The regulation and standardization of sustainability disclosures is also gaining traction with many stock exchanges (with Singapore being closest to home) together with regulators, requiring sustainability reporting.
- Global Reporting Initiative (GRI)
The GRI has become the most commonly used international framework for sustainability reporting. The latest iteration of its guidelines, GRI G4, was released in 2013 with materiality as a fundamental guiding principle.
One evident feature in the GRI G4 compared to the prior framework, is the ability for companies to choose the ‘in-accordance’ level of disclosure (core or comprehensive) which gives more autonomy for companies to decide their level of disclosure and develop over time.
In 2016, GRI updated its GRI G4 Sustainability Reporting Guidelines into GRI Standards. The Standards are to be used from 1 July 2018 onwards.
- Sustainable finance roadmap
The Financial Services Authority (OJK) in Indonesia has cooperated with several institutions to prepare a sustainable finance roadmap to enable financial services institutions (FSI) to enhance sustainability.
The roadmap will give priority to sustainable lending instruments, such as for renewable energy, agriculture, manufacturing, infrastructure, and the small and medium enterprises (SMEs) sectors.
One target in the roadmap is for the issuance of sustainability reports to become mandatory to improve transparency within the FSI in particular.
- Integrated reporting
The International Integrated Reporting Council (IIRC) was established in 2010 and released the international Integrated Reporting <IR> Framework in December 2013. Adoption of the framework is gathering momentum with materiality underpinning its vision to report on the factors critical to value creation across six “capitals” – financial, manufactured, intellectual, human, social relationship, and natural.
In 2011, the ASEAN Corporate Governance (CG) Scorecard was introduced. The scorecard was initiated by the ASEAN Capital Markets Forum (ACMF) for the development of an integrated capital market and promote ASEAN as an asset class. The scorecard hopes to raise CG standards of publicly listed companies in ASEAN countries and increase their visibility to investors. Sustainability reporting is one of the criteria being assessed in the scorecard.
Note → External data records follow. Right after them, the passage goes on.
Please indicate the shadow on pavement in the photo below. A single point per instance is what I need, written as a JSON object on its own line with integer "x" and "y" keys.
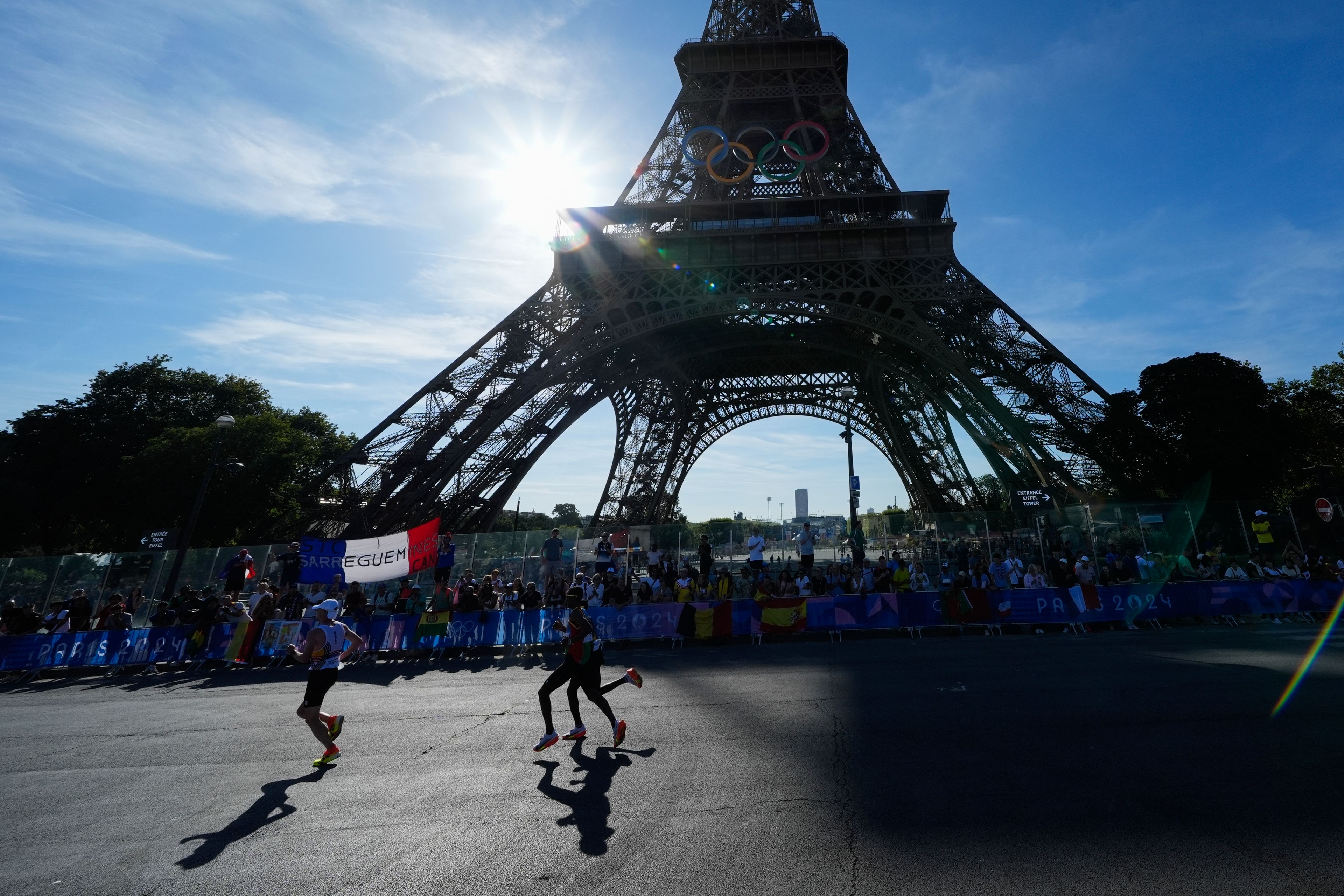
{"x": 261, "y": 813}
{"x": 589, "y": 805}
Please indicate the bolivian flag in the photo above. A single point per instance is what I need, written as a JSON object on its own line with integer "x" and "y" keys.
{"x": 244, "y": 643}
{"x": 713, "y": 620}
{"x": 787, "y": 616}
{"x": 432, "y": 625}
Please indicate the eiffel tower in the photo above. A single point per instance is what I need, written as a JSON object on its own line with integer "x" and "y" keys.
{"x": 761, "y": 262}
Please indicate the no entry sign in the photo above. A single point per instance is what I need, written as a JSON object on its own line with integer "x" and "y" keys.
{"x": 1324, "y": 510}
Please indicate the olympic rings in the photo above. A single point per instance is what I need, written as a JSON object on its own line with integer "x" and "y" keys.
{"x": 740, "y": 178}
{"x": 742, "y": 154}
{"x": 816, "y": 156}
{"x": 723, "y": 139}
{"x": 775, "y": 148}
{"x": 750, "y": 130}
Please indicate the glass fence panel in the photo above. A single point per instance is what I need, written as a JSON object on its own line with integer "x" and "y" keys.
{"x": 29, "y": 581}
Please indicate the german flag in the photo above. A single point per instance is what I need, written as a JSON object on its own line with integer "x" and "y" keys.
{"x": 787, "y": 616}
{"x": 713, "y": 620}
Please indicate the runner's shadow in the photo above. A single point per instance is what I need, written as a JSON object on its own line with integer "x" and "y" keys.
{"x": 589, "y": 806}
{"x": 256, "y": 817}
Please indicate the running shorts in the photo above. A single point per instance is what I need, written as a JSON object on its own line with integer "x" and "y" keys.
{"x": 587, "y": 675}
{"x": 319, "y": 683}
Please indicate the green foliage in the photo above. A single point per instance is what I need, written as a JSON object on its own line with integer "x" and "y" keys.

- Sustainable Stock Exchange and Indices
The Sustainable Stock Exchanges (SSE) initiative is a working partnership between the UN, UN-supported organizations, stock exchanges, investors, companies, regulators and governments. The SSE initiative serves as a platform for stock exchanges to enhance corporate transparency on Environmental, Social and Governance (ESG) issues to encourage sustainable investment.
There is also a growing trend of sustainability indices globally, the most prominent being the Dow Jones Sustainability Index (DJSI). The DJSI was launched in 1999, evaluating the sustainability performance of the largest 2,500 companies listed on the Dow Jones Global Total Stock Market Index.
The Indonesia Stock Exchange (IDX) introduced its own sustainability index in cooperation with Biodiversity Indonesia Foundation (KEHATI) in June 2009, known as SRI KEHATI index. There are currently 25 companies listed in the index.
- Stakeholder pressure
According to our research, investors have become more focused on non-financial performance in the last two years and are increasingly using non-financial information for decision making. The pressure from investors for more non-financial disclosure from companies is also increasing, with the prospect of more competitive lending to those companies that are more transparent and which perform better on sustainability.
More companies voluntarily provide non-financial information in an effort to respond to expectations and build reputation with regulators, investors, customers and other stakeholders.
Sustainability reporting and materiality assessments should be viewed farther and beyond reporting for the use of external stakeholders. It should as well be viewed by businesses as a report to drive internal strategy and improve performance.